By Alliant Specialty

According to the long-term records kept by the National Earthquake Information Center, we should expect about 16 major earthquakes in any given year. While discussions often focus on the "Big One," models suggest that smaller earthquakes are much more likely to cause serious damage. Carleen Patterson and Shadi Jalali, Alliant Public Entity, sit down with Alex Kaplan, Amwins, to discuss different ways to manage and finance California earthquake risk.

Intro (00:00):
Welcome to the Alliant In The Public Eye Podcast, a show dedicated to exploring risk management topics and challenges faced by today's public sector leaders. Here are your hosts Carleen Patterson and Justin Swarbrick

Carleen Patterson (00:17):
Welcome back to another episode of In The Public Eye. A few weeks ago, we talked with Ali Syed about catastrophe modeling. During that podcast, we discussed how commercial and residential development has increased anticipated losses from catastrophes, where we're building is causing our anticipated losses to be much higher, whether its windstorm, wildfire or even earthquake. And according to our long-term records that are kept by the National Earthquake Information Center, we expect about 16 major earthquakes a year. And while everybody keeps talking about a repeat, like the great 1906 San Francisco earthquake, recent studies and models have suggested that smaller earthquakes are actually going to be more likely to cause serious damage. So, today we've invited Shadi Jalali from Alliant and Alex Kaplan from Amwins to talk about some of the different ways to finance and manage the California earthquake risks. But before we get started, I thought maybe the two of you could give a little bit of your background and tell us a little bit about yourselves and your roles at your respective firms.

Shadi Jalali (01:25):
Sure, Carleen and thanks for having us, a little background about myself. I am an associate producer at Alliant Insurance. I began my career at Alliant in 2012, working with the public sector exclusively for cities, hospitals and higher education. I am a California resident born and raised. And part of growing up in California means dealing with earthquakes. I can remember exactly where I was during the North Ridge earthquake and exactly how I felt in that moment. I think the best thing we can do to mitigate the impact of these incidents, whether it be as an individual or as an entity is to prepare. I'm excited to be here today and tell you a little bit more about what we've been working on.

Alex Kaplan (02:12):
Thanks Shadi, and thanks Carleen, and thanks for giving me this opportunity. So, my name's Alex Kaplan, I'm executive vice president for alternative risk with Amwins group. I've been with Amwins for about 18 months. And before that I spent a dozen years at Swiss Re in a unique group that allowed me to operate at the group level, both on the treaty side and on the primary insurance, side as well, but only operating in the governmental space. So, working with sovereign countries, sub-sovereign entities, as well as the supernational level, and only really looking at uninsured risks. So, by nature of there being uninsured risk in the government space, obviously, there's not really going to be very good underwriting data. So, that led to a lot of focus in the development of parametric insurance. So, every solution we ever developed was specifically designed for that particular use case in that particular scenario. And before my time at Swiss Re, I was in government, I live in Washington, DC still. I was a political advisor to the treasury secretary during the financial crisis. So, every day since then has been better than that but a great experience. So, now I'm with Amwins and I spend probably 90% of my time focused on building and promoting parametric structures and their use case.
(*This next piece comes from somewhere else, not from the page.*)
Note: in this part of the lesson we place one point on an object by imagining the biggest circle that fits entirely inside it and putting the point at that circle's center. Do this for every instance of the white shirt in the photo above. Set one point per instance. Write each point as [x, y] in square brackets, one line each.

Carleen Patterson (03:28):
Yeah, living in the DC area. You can almost not avoid the political realm. So, it's a fun area to have lived in. So, let's talk a little bit about the solution. It's quite an interesting name. When I heard it, I started laughing because it's a little bit self-explanatory, but shake and pay. So, what is it and why was it developed?

Shadi Jalali (03:50):
Shake and pay is a parametric solution that we develop for our California clients. We do have the authority to look at Oregon and Washington risks as well, but this was really created for our California client base. A traditional earthquake policy requires physical damage as a high deductible and lots of exclusions. We developed, shake and pay to be different. The coverage is first dollar. There's a much lower entry point with limits starting at 50,000 in the payout side to the event itself. The loss adjustment process is super easy.

Carleen Patterson (04:26):
Shadi. It sounds really interesting, but I think before we get into a lot of the specifics of the shake and pay coverage, maybe we should back up a little bit and talk more about what exactly is a parametric cover. And Alex sounds like from your history, you'd be the best one to explain it what it is.

Alex Kaplan (04:45):
Yeah, sure, happy to. So, parametric structures as Shadi kind of illustrated are fundamentally different than traditional indemnity coverages, right? What you're doing with a parametric is you are underwriting the probability of an event or a certain set of circumstances from occurring in a particular geography, right? So, you're not necessarily underwriting a specific portfolio of assets. You are underwriting the geological or meteorological occurrences that would happen in that particular geography. So, for example, for a hurricanes, you might say, we're going to do a parametric structure based upon the speed of the wind. Obviously, there's a strong correlation between the strength and intensity of wind and its impact that it has on the ground and buildings in the community. The same applies for earthquake. So, you might take the intensity of how much the ground is shaking as a proxy for the impact it might have on it, an insured, or a community and parametrics have been around in some form or fashion since basically the early mid-nineties, really started in the weather space.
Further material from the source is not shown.